Cette chute lui parut durer une éternité. Son heure devait être arrivée, plus tôt que prévue. Il acceptait cette fin avec sérénité – de toute façon, il aurait passé de longues journées à s'ennuyer, sans son petit-fils pour lui tenir compagnie. Il regrettait seulement que ces derniers instants se déroulent sous les yeux de sa fille et de Nathan. Il allait leur manquer, sans aucun doute. Il aurait aimé qu'ils n'assistassent pas à son agonie. Sa fille... Il n'avait pas osé lui demander son prénom, pour ne pas l'inquiéter quant à sa santé mentale. Peut-être aurait-il dû, malgré tout. En tout cas, il avait l'impression d'avoir appris à la connaître au cours de ses deux visites, ce qui était déjà bien, étant donné la courte durée de celles-ci.
- Timothée, tu vas être en retard ! Il ouvrit les yeux, incrédule. Cela faisait longtemps, très longtemps qu'il n'avait pas entendu cette voix. Et en même temps, elle lui semblait extrêmement familière. Sa mère entra sans toquer à la porte de sa chambre. - Allez, on se dépêche, Tim ! fit-elle en ouvrant les volets et en appuyant sur l'interrupteur. Timothée était partagé entre abasourdissement et ébahissement. Il ne comprenait pas, et ne voulait pas comprendre ce qu'il s'était passé. - Qu'est-ce que tu as à sourire bêtement comme ça ? Tu te moques de moi ?
* * * Ce matin-là , Timothée retrouvait avec plaisir le confinement dans le tramway, l'odeur de transpiration qui y régnait, et même la pluie battante qui s'abattit sur lui quand il fut dehors. Il pétillait de bonheur, avait envie de chanter et de danser, de rire et de crier. Il avait dix-sept ans, et rien ne semblait plus important. Il avait à nouveau toute la vie devant lui, tous ses rêves encore à portée de main. Mais surtout, il avait la ferme intention de savourer et de la croquer à pleines dents, quoiqu'elle lui réserve. L'avenir ne semblait receler plus aucun événement qui pourrait le chagriner. Il avait comme l'impression qu'il ne connaîtrait plus que la joie et la bonne humeur.
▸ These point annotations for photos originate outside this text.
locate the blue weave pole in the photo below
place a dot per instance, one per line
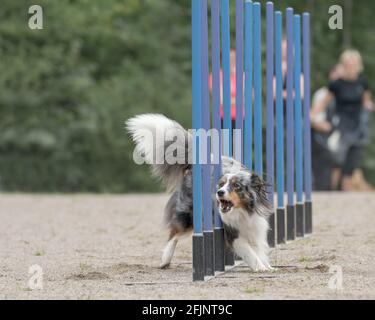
(307, 122)
(280, 212)
(206, 166)
(225, 34)
(291, 219)
(198, 249)
(227, 145)
(298, 134)
(239, 80)
(248, 123)
(257, 90)
(270, 129)
(219, 264)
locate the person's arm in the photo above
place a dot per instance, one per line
(368, 104)
(318, 112)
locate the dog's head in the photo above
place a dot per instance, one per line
(242, 190)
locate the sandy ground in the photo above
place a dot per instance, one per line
(108, 247)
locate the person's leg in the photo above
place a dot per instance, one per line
(351, 163)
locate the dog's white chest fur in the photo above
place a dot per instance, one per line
(250, 227)
(251, 244)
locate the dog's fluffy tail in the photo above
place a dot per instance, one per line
(154, 135)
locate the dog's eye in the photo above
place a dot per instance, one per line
(236, 186)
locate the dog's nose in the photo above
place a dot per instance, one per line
(220, 193)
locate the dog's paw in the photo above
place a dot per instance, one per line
(164, 265)
(272, 269)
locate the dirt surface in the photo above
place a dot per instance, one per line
(109, 247)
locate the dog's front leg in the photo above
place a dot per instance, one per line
(168, 253)
(243, 249)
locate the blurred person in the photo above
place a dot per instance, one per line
(353, 102)
(321, 124)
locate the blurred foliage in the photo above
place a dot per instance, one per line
(66, 90)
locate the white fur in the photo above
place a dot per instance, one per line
(168, 252)
(251, 245)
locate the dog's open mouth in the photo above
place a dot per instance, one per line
(225, 205)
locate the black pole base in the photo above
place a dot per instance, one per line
(198, 257)
(308, 217)
(219, 249)
(300, 219)
(271, 232)
(280, 219)
(209, 253)
(290, 222)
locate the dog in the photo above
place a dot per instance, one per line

Quand il poussa la porte en bois du lycée, qu'il aperçut les visages de ses amis, et même de ceux qu'il appréciait moins, il eut envie d'exploser de joie. Il allait retrouver ces gens avec qui il avait l'habitude de passer toutes ses journées. Il allait continuer à discuter et à rire avec eux pendant les pauses, à manger à la même table le midi. La perspective de revivre ces moments qui faisaient partie de sa routine le mit dans un état proche de l'extase. Timothée redécouvrait la vie. Lorsqu'il s'approcha d'eux, ses amis le regardèrent d'un drôle d'air, repérant son comportement inhabituel. « Ils doivent se demander ce qu'il m'arrive... », se dit-il.
Et puis elle apparut dans son champ de vision. Son cœur se mit à battre la chamade, comme à chaque fois qu'il la voyait. Elle lui jeta un coup d’œil, il lui sourit, et elle lui rendit son sourire. Timothée savait qu'il l'aimait encore. Mais il ne ressentait plus de peine, et ne voyait pas pourquoi il aurait dû en ressentir.